VIENTIANE, Aug. 15 (Xinhua) -- Over 100 staff from Lao National Unexploded Ordnance Program (UXO Lao) are searching for and removing unexploded ordnance so that work can begin on the construction of temporary houses for flood victims in southern Laos, local daily Vientiane Times reported on Wednesday.
A UXO official in charge of the operation, Soukkasane Viengkham, told Vientiane Times his team had been in the area since Aug. 11.
A total of 110 officials in 11 teams and a full range of equipment from UXO Lao is helping to speed up the removal of unexploded devices in the area. The UXO Lao has been operational since 1996, and it is also the largest United Nations Development Program (UNDP) supported program in Laos.
"Currently, we are working on over five hectares in Dongbak, where we found 14 bombs which we have destroyed. Next we will continue to Pindong, Tamoyoth and Donbok villages but road access to these areas is difficult," he said.
"The UXO clearance operation is essential before workers can start to build houses and we expect to complete it soon," Soukkasane added.
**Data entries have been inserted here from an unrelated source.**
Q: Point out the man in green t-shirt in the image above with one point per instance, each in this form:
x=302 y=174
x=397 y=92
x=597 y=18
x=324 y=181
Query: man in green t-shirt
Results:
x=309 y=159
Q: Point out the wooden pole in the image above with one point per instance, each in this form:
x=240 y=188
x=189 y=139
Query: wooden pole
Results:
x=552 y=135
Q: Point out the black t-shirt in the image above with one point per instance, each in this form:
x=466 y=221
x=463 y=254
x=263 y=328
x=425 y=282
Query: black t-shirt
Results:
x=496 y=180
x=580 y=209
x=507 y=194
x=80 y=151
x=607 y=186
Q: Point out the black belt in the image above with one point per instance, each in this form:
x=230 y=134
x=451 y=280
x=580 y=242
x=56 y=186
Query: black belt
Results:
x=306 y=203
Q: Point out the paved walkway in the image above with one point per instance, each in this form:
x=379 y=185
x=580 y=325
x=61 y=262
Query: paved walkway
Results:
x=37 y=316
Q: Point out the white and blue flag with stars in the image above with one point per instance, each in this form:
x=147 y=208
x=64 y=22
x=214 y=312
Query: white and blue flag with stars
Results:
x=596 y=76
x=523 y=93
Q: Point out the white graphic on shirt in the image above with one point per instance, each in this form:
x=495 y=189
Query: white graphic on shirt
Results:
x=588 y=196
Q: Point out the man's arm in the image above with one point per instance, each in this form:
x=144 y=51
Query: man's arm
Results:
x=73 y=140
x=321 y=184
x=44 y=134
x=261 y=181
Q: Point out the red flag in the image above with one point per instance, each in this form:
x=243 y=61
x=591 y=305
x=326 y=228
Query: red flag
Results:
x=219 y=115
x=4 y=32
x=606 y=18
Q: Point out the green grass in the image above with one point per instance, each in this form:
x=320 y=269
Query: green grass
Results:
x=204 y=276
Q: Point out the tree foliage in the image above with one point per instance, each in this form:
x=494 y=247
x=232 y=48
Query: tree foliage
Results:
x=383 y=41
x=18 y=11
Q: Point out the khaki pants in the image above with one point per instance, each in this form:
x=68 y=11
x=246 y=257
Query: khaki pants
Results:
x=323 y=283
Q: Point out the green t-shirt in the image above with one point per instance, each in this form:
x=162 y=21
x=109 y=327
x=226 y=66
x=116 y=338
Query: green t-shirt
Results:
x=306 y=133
Laos is the most heavily bombed country per capita in history. The bombs were dropped during 1964-1975 when the United States invaded the Indochina, but are still killing people even today.
Attapeu was one of the most UXO-contaminated provinces in the country. All of its five districts including the flood-affected Sanamxay had bombs dropped on them.
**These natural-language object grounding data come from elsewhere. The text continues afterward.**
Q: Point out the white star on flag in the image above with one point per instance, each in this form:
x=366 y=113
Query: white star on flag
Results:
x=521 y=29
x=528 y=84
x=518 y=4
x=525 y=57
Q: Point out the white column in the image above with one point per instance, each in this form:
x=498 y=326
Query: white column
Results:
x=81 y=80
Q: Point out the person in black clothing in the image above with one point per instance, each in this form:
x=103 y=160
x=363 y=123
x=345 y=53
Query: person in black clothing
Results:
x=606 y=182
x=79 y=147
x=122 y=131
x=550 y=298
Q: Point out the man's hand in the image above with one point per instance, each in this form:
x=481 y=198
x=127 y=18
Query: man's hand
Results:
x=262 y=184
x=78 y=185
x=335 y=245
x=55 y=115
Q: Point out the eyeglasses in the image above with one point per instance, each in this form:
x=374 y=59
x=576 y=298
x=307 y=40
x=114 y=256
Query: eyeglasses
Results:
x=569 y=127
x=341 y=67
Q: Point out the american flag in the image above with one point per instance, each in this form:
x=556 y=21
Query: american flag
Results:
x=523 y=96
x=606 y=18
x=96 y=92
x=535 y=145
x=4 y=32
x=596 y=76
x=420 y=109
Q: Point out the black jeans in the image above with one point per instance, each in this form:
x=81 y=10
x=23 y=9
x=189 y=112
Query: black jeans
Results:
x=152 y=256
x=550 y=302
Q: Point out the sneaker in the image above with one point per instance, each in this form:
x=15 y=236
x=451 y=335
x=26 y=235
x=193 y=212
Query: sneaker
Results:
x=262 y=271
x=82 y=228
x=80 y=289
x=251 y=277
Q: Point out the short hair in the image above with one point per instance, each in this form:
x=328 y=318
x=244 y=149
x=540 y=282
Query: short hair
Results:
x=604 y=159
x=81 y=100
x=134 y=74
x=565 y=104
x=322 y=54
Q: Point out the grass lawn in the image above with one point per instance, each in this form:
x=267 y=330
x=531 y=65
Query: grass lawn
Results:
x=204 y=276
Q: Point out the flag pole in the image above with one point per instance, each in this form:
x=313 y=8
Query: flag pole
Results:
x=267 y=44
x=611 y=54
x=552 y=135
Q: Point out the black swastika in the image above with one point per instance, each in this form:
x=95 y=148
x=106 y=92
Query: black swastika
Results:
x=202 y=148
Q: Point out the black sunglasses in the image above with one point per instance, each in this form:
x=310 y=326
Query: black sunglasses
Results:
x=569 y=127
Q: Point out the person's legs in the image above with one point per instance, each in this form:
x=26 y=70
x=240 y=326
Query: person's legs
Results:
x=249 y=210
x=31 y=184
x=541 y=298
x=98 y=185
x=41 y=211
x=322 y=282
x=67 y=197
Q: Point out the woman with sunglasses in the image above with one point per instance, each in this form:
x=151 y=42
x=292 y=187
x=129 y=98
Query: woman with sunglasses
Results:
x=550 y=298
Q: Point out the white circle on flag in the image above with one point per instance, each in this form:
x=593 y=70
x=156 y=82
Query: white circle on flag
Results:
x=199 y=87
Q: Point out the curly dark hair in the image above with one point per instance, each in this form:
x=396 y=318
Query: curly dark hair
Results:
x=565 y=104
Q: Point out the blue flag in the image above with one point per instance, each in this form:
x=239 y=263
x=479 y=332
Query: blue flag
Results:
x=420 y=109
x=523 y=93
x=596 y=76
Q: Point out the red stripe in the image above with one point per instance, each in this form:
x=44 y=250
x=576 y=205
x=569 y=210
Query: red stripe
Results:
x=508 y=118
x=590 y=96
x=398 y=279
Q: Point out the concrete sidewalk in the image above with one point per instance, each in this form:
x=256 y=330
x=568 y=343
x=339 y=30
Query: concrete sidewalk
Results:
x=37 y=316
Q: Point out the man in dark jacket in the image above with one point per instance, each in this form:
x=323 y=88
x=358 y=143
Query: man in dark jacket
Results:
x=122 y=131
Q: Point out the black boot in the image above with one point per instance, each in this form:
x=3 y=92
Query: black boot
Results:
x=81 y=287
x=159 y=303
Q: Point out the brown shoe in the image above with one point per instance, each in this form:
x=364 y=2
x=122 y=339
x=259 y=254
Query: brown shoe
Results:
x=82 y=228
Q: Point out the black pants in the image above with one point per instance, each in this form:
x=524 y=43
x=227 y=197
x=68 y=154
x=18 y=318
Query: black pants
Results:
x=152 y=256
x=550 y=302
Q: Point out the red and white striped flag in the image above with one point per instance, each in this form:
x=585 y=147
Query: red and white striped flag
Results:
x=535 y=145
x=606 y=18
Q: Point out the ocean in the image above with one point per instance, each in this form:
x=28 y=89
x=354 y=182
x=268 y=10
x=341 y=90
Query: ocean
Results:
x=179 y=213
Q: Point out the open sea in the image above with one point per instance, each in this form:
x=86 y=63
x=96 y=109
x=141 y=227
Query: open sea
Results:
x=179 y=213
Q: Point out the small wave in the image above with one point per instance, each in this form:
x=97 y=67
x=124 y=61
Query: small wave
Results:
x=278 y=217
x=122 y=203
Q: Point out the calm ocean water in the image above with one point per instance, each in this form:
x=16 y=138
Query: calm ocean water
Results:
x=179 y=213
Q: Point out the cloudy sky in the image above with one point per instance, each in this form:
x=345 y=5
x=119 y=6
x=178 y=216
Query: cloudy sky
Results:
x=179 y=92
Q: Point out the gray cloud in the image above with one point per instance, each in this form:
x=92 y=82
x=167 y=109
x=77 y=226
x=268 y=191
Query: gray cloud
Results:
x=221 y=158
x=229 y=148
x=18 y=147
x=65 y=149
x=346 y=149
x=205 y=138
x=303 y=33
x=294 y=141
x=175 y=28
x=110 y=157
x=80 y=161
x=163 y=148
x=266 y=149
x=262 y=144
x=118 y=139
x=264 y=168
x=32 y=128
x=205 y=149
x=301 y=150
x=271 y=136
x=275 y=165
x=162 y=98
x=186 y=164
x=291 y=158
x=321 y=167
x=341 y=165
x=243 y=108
UXO officials said although several parcels of land had been declared UXO-free in Sanamxay district, it was essential to carry out re-survey and re-clearance operations to minimize the risk to people in the 13 flood-affected villages.
The death toll from the flood caused by the collapse of an auxiliary dam at the Xe-Pian Xe-Namnoy hydropower project has climbed to 39, including five injured people who died in hospital. Some 97 people are still missing, according to a report by authorities at a press conference in Sanamxay district Tuesday.
The under-construction saddle dam of the Xe Pian-Xe Nam Noy hydropower project, invested by South Korean, Thai and Lao companies, collapsed on July 23, unleashing a large amount of water into some 13 villages of Sanamxay district, some 560 km southeast of Lao capital Vientiane.